Out of Control: Chapter 3–Hell in a Very Small Place

Steve and I reread the publication that radical priest Daniel Berrigan and others had written five years earlier. Hell In A Very Small Space reported that:

… the more important thing about Marion is that an eight-year struggle, involving prisoners, ex-prisoners, activists, lawyers, churches, professionals and students, has emerged as a force that the U.S. Bureau of Prisons cannot ignore. Years of lawsuits, hunger strikes, work stoppages, demonstrations, marches, petition drives and even sit-ins have begun to crumble the walls of secrecy and total authority that surround the federal prison system’s operations. (Preface to “Hell In A Very Small Space”)

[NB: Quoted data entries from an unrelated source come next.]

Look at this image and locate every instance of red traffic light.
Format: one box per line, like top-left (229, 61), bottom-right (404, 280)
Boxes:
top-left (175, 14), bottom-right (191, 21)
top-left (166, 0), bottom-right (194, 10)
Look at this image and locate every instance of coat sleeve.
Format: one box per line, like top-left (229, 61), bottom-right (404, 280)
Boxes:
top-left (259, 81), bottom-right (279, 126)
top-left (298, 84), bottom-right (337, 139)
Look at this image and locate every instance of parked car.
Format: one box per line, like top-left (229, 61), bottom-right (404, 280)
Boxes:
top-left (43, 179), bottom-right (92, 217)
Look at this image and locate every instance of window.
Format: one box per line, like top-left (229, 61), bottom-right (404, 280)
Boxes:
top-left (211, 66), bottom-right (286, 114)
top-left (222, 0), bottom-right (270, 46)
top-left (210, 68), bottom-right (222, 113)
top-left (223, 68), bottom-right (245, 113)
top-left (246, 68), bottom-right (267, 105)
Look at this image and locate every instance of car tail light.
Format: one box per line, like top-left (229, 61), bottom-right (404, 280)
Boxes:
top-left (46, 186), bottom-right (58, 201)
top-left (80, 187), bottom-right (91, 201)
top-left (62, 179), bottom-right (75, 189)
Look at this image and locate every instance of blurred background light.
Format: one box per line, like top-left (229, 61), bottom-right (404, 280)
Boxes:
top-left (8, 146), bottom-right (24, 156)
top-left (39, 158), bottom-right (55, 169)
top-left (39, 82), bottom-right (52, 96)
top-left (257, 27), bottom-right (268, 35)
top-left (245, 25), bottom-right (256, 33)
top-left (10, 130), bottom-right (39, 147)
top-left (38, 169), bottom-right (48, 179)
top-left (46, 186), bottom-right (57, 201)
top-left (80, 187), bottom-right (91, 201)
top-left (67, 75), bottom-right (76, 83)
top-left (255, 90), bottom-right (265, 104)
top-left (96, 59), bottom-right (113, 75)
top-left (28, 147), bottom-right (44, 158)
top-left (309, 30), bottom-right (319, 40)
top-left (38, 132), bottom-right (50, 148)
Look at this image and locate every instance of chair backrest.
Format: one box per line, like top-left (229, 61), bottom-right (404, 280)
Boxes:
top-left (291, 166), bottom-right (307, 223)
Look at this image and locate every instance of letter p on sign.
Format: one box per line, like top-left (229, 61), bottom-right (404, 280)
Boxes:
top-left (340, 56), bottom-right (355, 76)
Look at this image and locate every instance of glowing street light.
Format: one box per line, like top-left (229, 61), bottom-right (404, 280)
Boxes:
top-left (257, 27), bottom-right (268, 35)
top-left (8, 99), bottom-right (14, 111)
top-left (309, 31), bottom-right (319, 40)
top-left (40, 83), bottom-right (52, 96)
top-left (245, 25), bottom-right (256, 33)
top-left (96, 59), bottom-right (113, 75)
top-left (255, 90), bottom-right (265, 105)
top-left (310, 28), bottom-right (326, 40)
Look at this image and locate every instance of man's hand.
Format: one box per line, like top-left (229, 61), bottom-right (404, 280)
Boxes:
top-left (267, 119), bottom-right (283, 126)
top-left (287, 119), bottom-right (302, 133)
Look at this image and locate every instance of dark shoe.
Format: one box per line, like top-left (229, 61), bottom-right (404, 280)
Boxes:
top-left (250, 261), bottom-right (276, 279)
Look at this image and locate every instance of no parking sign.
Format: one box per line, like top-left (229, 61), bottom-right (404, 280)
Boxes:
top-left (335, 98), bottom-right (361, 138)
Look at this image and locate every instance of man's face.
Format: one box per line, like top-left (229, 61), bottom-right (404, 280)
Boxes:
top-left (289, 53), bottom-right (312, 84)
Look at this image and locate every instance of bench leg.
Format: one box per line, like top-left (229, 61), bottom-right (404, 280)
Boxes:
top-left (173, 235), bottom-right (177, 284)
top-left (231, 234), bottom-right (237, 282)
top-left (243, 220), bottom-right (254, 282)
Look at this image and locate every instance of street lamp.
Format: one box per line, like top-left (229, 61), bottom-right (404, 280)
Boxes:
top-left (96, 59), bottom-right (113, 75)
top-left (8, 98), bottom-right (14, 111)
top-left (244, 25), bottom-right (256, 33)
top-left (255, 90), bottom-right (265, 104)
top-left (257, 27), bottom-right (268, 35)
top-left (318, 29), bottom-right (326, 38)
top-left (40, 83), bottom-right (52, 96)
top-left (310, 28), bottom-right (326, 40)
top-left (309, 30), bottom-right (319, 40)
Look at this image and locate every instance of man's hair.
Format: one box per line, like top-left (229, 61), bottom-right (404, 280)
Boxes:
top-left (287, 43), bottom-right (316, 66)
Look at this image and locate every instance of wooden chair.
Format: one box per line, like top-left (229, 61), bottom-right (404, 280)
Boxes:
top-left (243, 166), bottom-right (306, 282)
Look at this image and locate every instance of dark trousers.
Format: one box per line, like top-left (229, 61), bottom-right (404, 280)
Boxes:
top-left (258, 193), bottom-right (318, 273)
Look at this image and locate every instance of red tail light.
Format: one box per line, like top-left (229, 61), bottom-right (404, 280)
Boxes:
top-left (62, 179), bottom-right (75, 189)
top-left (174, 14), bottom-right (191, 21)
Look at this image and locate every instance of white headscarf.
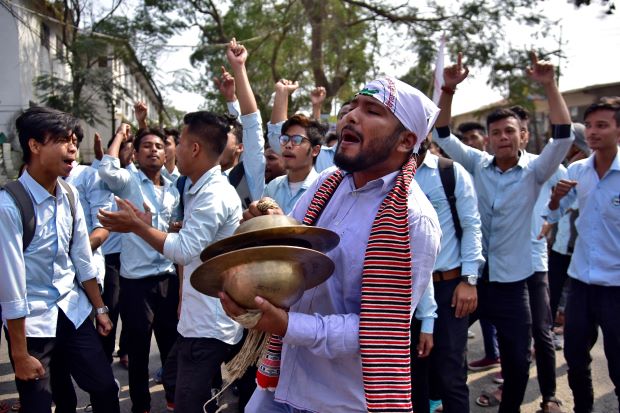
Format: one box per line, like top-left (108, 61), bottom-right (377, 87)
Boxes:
top-left (358, 76), bottom-right (440, 153)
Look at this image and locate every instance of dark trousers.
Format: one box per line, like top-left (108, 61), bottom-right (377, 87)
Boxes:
top-left (480, 318), bottom-right (500, 360)
top-left (162, 336), bottom-right (233, 413)
top-left (7, 311), bottom-right (119, 413)
top-left (410, 318), bottom-right (430, 413)
top-left (120, 273), bottom-right (179, 413)
top-left (474, 276), bottom-right (532, 413)
top-left (548, 250), bottom-right (571, 321)
top-left (101, 253), bottom-right (121, 362)
top-left (564, 279), bottom-right (620, 413)
top-left (428, 278), bottom-right (469, 413)
top-left (527, 271), bottom-right (557, 401)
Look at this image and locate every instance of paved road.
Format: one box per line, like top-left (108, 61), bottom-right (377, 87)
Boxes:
top-left (1, 322), bottom-right (617, 412)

Berrigan, who himself had been imprisoned for his anti-war activities, drew on the research the prisoners had conducted that revealed a 1962 Bureau of Prisons (BOP) meeting in Washington, DC between prison officials and social scientists. Billed as a management development program for prison wardens, it coincidentally took place the same year the BOP opened Marion.

Dr. Edgar Schein of MIT, a key player at that meeting, had written previously in a book entitled Coercive Persuasion about “brainwashing” of Chinese Prisoners of War (POWs). In the meeting he presented the ideas in a paper entitled “Man Against Man”:

In order to produce marked changes of attitude and/or behavior, it is necessary to weaken, undermine, or remove the supports of the old attitudes. Because most of these supports are the face-to-face confirmation of present behavior and attitudes, which are provided by those with whom close emotional ties exist, it is often necessary to break these emotional ties. This can be done either by removing the individual physically and preventing any communication with those whom he cares about, or by proving to him that those whom he respects are not worthy of it, and, indeed, should be actively mistrusted. . .

I would like to have you think of brainwashing, not in terms of politics, ethics, and morals, but in terms of the deliberate changing of human behavior and attitudes by a group of men who have relatively complete control over the environment in which the captive populace lives. (Berrigan, p. 6)

Along with these theories, Schein put forward a set of “practical recommendations,” throwing ethics and morals out the window.

They included physical removal of prisoners to areas sufficiently isolated to effectively break or seriously weaken close emotional ties; segregation of all natural leaders; spying on prisoners, reporting back private material; exploitation of opportunists and informers; convincing prisoners they can trust no one; systematic withholding of mail; building a group conviction among prisoners that they have been abandoned by or are totally isolated from their social order; using techniques of character invalidation, i.e. humiliation, revilement and shouting to induce feelings of fear, guilt and suggestibility; coupled with sleeplessness, an exacting prison regimen and periodic interrogational interviews.

So-called “brainwashing” strategies that involved physical as well as psychological abuse were being adopted from international arenas and applied inside U.S. prisons. Now, in 2011, similar strategies, honed in Marion and its progeny, are being employed around the world in the “war against terrorism.”

The prisoners never ceased resisting. In 1984, a year after the lockdown, a class action lawsuit was filed in federal court on behalf of the prisoners.

Political prisoner Bill Dunne, with the help of some people on the outside, edited a newsletter called The Marionette that appeared regularly for many years despite the repression and the efforts of the authorities to destroy it. By the time Steve and I got involved in 1985 the lockdown had been in place for a year and a half.

In June of 1985 a Congressional Subcommittee held hearings about Marion, in large part because lawyers and activists from the Marion Prisoners’ Rights Project had been agitating about control unit conditions—filing lawsuits, writing reports and articles, etc.

Although no changes were made as a result of those hearings, a 754 page free book was produced, and Chairman Robert Kastenmeier (D-Wis) stated that they would continue to monitor the situation. We encouraged people to send for it.